Fring, having made it feasible for iPhone users to place video calls via their phones' mobile data radios and tariffs, apparently struggled initially with demand on their own equipment and briefly removed Skype functionality delivered via Skype's API. When they tried to restore it, however, they say that it was found to be blocked from Skype's end.
Fring personnel wrote on a company blog:
Now that fring expanded capacity to support the huge demand for video calling for all users, Skype has blocked us from doing so.
They are afraid of open mobile communication. Cowards.
Skype responded, saying:
An hour or so ago, Fring reported on their blog that we had blocked their access to Skype. I want to make one thing absolutely clear: this is untrue.
Fring’s mis-use of our software was increasingly damaging our brand and reputation with our customers.
Skype built its huge user base by offering free client-to-client calls: most of the costs of this are met by the users, as Skype's peer-to-peer network exploits bandwidth and processor resources from selected user systems ("supernodes") to run itself.
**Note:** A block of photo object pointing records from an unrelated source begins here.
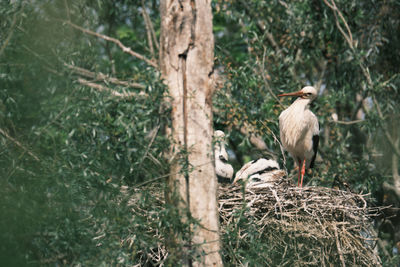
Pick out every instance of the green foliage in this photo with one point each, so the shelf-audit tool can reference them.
(68, 149)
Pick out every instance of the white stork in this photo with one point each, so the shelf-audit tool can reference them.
(223, 169)
(299, 130)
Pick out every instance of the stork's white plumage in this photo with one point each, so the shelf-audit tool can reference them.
(260, 169)
(299, 130)
(222, 168)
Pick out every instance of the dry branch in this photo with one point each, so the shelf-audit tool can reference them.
(99, 76)
(102, 88)
(313, 226)
(18, 144)
(124, 48)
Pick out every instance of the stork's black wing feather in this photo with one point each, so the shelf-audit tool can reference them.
(315, 149)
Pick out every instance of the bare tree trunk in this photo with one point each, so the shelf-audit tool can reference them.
(186, 60)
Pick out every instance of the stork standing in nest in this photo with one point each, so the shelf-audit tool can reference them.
(299, 130)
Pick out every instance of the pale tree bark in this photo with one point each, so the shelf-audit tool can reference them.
(186, 61)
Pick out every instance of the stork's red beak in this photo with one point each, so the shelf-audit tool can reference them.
(298, 93)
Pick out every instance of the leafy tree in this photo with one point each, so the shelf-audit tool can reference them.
(82, 116)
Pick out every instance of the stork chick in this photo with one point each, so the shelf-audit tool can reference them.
(258, 170)
(223, 169)
(299, 130)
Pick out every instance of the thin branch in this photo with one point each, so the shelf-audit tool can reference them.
(67, 10)
(366, 73)
(10, 34)
(124, 48)
(99, 76)
(261, 26)
(146, 23)
(385, 131)
(5, 134)
(102, 88)
(266, 82)
(347, 122)
(336, 12)
(151, 26)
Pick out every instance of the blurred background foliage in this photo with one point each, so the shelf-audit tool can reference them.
(70, 145)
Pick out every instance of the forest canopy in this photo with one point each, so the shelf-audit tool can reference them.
(84, 116)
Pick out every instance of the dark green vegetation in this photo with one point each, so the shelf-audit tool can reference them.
(71, 140)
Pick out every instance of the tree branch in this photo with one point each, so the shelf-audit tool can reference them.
(348, 37)
(102, 88)
(5, 134)
(10, 34)
(99, 76)
(124, 48)
(148, 30)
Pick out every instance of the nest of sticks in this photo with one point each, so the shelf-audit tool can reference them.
(312, 226)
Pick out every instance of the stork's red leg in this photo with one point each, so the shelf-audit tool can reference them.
(303, 171)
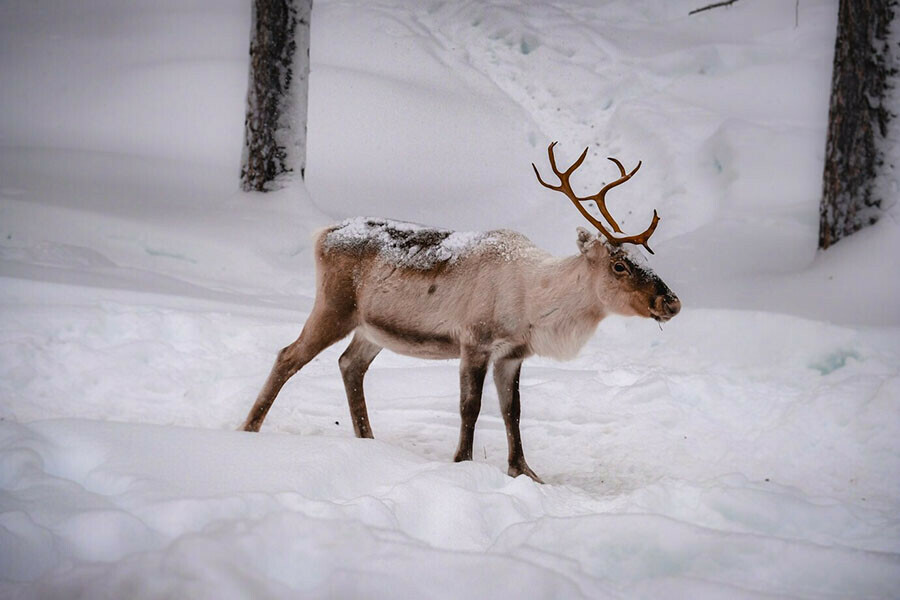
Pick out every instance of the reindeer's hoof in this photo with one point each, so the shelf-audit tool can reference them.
(523, 469)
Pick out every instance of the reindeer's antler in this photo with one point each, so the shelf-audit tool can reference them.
(600, 198)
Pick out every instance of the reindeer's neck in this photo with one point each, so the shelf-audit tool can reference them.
(563, 307)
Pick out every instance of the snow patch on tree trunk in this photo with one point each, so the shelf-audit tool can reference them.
(275, 123)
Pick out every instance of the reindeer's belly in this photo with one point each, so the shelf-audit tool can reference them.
(410, 340)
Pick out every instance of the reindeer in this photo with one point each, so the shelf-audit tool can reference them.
(485, 298)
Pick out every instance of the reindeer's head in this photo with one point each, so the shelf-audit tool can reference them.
(624, 285)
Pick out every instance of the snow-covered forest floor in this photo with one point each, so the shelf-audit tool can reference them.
(748, 448)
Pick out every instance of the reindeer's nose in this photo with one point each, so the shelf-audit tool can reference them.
(672, 305)
(666, 306)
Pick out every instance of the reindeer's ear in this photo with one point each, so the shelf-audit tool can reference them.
(586, 240)
(591, 245)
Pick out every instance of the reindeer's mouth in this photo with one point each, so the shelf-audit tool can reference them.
(664, 308)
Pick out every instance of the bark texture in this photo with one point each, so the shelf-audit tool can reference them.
(858, 118)
(275, 123)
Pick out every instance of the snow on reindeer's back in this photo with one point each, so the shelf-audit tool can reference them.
(405, 244)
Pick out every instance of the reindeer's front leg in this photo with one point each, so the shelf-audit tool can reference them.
(472, 370)
(506, 377)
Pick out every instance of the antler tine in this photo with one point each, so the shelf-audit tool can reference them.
(600, 198)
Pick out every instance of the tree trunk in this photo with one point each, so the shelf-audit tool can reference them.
(857, 118)
(275, 123)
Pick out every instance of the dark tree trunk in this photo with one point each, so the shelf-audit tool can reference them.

The firm has sought to make money by connecting ordinary phones to the Skype P2P cloud via cheap local calls, allowing ordinary phone users to pay Skype a small sum and get long-distance service which would normally be expensive.
This approach led to much criticism from telcos, who argued that Skype and its users were in effect benefiting from their networks without paying for them. Perhaps unsurprisingly, Skype at first suffered many problems with its paid-for SkypeIn and SkypeOut normal-phone connections, which naturally had to be bought in from telcos.